Kim Kardashian’s attorney, Michael Rhodes, has dismissed a trademark lawsuit involving his celebrity client’s new skin care brand, SKKN, as a “shakedown effort”.
Aesthetician Cydnie Lunsford’s Beauty Concepts, which uses the SKKN+ brand name, filed a complaint in a New York federal court on 28 June.
The lawsuit pits Beauty Concepts against Kardashian’s corporate entity Kimsaprincess Inc and Coty.
The complainant said they had reached out to the defendants with a cease and desist upon hearing the plans for a new skin care line under SKKN and/or SKKN BY KIM – but that this had been disregarded.
Rhodes, however, has hit back, telling celebrity news publication TMZ: “This lawsuit is not what it seems.

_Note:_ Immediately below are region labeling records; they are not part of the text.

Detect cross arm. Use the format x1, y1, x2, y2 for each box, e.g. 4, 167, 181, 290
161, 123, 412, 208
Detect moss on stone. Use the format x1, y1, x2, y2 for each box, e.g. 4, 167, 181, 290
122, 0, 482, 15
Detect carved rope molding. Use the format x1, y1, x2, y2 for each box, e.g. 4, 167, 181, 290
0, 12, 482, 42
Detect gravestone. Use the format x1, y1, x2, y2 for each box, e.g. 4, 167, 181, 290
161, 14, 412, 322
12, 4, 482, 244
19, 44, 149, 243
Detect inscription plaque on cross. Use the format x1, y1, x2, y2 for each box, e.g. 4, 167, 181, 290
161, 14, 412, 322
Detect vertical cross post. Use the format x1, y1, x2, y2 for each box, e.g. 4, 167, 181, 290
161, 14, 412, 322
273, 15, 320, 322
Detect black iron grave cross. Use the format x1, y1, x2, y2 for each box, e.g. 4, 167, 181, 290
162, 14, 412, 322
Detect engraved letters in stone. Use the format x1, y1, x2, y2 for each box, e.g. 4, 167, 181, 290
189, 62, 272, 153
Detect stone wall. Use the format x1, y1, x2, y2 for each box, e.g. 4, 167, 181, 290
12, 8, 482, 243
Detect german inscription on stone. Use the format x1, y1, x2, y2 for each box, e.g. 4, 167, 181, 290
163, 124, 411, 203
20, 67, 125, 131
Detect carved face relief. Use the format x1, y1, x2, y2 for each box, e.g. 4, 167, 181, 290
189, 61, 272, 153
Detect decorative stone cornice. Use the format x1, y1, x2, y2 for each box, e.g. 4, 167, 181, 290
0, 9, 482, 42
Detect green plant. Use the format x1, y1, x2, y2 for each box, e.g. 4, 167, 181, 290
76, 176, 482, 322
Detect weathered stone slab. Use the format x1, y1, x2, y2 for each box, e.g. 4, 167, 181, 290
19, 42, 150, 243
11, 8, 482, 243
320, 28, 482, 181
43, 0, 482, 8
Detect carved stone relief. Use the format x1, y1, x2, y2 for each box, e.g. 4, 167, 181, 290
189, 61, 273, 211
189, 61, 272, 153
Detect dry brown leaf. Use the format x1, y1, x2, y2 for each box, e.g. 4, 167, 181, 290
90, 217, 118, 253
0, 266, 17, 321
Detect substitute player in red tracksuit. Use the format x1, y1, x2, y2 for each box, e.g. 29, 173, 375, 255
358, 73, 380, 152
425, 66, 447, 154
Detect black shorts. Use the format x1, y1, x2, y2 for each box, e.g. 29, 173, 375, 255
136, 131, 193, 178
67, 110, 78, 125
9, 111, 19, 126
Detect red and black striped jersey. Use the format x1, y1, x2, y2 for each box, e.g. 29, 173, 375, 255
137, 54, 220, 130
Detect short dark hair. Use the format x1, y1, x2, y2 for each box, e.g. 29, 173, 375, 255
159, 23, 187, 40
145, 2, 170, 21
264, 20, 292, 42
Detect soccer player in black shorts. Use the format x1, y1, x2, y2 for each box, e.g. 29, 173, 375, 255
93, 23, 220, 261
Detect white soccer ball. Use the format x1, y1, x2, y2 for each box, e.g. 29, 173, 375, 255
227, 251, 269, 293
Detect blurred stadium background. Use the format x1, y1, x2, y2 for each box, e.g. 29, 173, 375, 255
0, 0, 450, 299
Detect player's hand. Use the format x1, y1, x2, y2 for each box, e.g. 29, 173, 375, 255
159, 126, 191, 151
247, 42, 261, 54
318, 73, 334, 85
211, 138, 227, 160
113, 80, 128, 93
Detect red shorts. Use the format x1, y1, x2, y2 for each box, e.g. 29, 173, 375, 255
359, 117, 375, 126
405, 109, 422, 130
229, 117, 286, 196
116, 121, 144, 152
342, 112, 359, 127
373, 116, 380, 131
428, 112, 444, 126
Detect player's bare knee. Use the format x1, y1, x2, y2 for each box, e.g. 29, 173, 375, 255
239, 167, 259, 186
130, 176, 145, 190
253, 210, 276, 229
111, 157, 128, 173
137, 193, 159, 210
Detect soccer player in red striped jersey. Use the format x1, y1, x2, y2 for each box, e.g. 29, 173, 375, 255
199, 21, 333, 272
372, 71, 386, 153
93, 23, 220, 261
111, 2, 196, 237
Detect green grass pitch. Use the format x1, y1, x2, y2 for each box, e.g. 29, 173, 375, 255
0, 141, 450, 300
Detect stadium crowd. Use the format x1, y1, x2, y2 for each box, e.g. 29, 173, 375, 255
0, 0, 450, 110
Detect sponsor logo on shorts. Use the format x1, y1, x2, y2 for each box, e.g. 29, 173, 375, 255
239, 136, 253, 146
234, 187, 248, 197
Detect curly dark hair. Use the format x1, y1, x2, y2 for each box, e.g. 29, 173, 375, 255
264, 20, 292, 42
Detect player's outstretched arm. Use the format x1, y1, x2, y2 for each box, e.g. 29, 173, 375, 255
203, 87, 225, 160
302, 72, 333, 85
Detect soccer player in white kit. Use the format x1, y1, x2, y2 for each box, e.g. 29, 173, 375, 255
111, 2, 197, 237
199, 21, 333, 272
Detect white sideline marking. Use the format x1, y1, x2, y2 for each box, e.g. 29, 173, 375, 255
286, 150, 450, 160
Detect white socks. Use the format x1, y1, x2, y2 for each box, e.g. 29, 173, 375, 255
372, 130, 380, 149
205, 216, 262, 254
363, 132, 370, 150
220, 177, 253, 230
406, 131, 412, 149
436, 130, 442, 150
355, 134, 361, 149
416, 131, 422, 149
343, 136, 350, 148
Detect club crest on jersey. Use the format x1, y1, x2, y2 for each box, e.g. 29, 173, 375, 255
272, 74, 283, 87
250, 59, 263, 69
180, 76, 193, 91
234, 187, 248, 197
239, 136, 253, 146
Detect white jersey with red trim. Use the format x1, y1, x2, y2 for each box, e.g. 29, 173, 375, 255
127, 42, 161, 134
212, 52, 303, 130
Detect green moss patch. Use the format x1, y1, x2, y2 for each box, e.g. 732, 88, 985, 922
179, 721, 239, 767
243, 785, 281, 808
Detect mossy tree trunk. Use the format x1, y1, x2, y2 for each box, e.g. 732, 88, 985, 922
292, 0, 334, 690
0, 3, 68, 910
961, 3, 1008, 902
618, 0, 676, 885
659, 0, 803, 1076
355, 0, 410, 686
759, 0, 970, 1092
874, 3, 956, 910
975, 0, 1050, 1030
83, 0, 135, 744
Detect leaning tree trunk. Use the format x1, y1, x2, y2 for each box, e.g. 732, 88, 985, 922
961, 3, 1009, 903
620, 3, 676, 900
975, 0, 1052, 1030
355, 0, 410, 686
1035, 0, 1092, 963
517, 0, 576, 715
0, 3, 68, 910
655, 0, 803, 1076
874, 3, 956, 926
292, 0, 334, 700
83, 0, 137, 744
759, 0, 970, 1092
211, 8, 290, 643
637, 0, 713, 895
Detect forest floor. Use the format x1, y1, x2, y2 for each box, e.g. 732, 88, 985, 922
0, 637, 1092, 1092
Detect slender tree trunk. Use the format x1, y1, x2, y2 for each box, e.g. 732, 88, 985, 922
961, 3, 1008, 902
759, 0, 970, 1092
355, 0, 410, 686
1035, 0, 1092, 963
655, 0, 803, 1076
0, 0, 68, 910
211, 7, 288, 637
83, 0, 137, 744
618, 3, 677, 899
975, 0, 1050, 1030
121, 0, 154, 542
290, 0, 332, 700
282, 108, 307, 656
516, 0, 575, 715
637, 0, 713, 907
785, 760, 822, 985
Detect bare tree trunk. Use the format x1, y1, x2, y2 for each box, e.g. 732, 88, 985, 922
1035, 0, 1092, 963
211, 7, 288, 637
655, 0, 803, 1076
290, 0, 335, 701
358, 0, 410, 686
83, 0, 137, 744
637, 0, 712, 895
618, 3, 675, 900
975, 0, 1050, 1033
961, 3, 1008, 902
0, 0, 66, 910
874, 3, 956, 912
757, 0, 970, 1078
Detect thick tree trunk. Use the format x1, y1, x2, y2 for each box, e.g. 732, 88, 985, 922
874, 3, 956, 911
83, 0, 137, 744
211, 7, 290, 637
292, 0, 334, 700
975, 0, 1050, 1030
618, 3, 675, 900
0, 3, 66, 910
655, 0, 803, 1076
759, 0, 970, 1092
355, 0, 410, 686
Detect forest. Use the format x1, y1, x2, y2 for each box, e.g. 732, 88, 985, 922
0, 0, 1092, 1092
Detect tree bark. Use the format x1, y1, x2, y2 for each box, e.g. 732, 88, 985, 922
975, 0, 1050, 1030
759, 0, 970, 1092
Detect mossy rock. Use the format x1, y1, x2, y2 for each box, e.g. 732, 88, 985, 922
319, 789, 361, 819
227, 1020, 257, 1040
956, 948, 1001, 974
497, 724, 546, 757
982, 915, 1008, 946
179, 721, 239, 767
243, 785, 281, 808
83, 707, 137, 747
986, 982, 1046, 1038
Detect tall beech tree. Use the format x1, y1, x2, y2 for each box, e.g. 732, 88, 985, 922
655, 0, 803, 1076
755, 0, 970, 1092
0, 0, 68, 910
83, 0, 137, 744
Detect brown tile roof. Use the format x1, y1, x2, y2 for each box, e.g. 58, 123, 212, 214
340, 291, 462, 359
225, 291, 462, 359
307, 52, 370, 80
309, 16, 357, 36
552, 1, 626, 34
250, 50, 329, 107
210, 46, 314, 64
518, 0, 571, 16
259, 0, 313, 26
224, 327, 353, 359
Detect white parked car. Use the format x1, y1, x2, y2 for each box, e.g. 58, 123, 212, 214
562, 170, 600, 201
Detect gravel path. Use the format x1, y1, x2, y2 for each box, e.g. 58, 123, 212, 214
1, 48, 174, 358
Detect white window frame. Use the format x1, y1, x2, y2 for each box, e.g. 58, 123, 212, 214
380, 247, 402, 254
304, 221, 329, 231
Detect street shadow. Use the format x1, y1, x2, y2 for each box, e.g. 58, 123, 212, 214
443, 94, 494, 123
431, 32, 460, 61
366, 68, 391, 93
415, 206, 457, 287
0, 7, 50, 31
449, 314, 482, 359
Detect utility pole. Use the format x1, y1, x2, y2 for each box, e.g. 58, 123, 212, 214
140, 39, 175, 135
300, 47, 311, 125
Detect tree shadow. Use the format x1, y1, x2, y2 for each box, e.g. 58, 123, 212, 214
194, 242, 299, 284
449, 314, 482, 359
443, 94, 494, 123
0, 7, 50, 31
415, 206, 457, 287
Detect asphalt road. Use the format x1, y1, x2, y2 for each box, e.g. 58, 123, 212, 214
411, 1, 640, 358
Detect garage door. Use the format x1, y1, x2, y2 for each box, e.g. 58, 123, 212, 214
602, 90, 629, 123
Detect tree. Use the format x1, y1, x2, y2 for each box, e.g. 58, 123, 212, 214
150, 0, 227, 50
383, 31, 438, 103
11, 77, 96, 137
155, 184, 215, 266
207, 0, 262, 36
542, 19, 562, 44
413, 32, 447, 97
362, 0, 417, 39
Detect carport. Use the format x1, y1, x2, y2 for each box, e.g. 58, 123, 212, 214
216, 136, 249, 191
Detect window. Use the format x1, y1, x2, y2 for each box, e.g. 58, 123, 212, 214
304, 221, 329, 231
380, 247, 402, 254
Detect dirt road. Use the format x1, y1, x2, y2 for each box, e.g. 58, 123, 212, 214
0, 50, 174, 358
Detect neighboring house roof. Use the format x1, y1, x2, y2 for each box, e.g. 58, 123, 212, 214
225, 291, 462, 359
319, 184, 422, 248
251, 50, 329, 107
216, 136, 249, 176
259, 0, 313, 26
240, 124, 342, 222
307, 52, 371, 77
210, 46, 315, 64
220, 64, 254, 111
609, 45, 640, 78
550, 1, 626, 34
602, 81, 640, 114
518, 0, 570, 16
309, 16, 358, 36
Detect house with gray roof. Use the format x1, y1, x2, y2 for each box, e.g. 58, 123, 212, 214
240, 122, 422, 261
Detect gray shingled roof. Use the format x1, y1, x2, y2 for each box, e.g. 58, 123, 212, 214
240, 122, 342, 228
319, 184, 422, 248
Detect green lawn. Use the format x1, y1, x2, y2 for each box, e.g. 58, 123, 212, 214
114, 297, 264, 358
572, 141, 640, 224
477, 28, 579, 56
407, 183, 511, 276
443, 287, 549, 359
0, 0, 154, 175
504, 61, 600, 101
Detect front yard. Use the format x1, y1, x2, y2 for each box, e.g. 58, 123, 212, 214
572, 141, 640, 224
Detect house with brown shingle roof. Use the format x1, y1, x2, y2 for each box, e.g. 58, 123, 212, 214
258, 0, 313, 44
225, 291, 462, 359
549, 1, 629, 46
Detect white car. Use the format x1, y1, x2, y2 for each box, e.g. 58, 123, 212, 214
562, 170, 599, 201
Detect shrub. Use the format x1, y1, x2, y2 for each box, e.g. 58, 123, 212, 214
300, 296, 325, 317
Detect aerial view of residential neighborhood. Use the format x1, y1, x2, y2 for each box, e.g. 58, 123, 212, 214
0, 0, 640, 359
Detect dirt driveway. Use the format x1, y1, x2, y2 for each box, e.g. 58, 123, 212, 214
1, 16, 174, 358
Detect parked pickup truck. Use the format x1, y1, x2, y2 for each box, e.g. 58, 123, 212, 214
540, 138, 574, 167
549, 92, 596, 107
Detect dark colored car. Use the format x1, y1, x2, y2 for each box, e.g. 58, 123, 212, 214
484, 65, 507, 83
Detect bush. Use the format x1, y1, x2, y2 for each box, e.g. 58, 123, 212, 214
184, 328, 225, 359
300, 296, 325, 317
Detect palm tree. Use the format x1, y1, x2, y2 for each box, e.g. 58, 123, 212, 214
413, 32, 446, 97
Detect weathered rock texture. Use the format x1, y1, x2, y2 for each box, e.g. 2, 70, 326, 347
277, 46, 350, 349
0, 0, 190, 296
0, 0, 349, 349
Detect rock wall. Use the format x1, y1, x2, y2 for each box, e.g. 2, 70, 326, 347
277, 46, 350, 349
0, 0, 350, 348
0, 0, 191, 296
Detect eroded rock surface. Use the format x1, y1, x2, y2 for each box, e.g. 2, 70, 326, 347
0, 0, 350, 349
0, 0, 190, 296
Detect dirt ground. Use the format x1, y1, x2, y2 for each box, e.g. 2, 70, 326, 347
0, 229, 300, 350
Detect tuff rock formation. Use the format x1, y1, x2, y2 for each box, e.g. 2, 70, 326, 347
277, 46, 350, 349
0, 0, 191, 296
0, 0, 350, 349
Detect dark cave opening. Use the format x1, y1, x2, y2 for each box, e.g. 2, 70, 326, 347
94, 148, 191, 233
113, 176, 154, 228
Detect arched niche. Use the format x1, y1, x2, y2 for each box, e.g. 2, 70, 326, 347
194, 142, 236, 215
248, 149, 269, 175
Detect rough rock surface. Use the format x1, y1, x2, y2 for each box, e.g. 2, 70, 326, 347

“SKKN BY KIM is a new brand that follows in the footsteps of Ms Kardashian's successful KKW line of products. Building on independent research and development, her company filed a trademark application for SKKN BY KIM to protect the new branded products. This prompted the current shakedown effort.
“We applaud Ms Lunsford for being a small business owner and following her dreams.
“But that doesn’t give her the right to wrongfully claim that we’ve done something wrong.”
Beauty Concepts had initiated two opposition proceedings before the US Patent and Trademark Office (USPTO) in December 2021.
In lieu of trademark registrations, Beauty Concepts is asserting common law rights to the SKKN+ mark based on use in commerce from August 2018.
It filed a trademark application to register SKKN+ for use on ‘skin care salon services and care services; Beauty spa services; Skin care services; [and] Beauty salon services’ in March 2021 – an application that’s still pending.
Commenting on the brand name snafu to TMZ, Rhodes added: “To our knowledge, Beauty Concepts sold no products under the SKKN+ name.”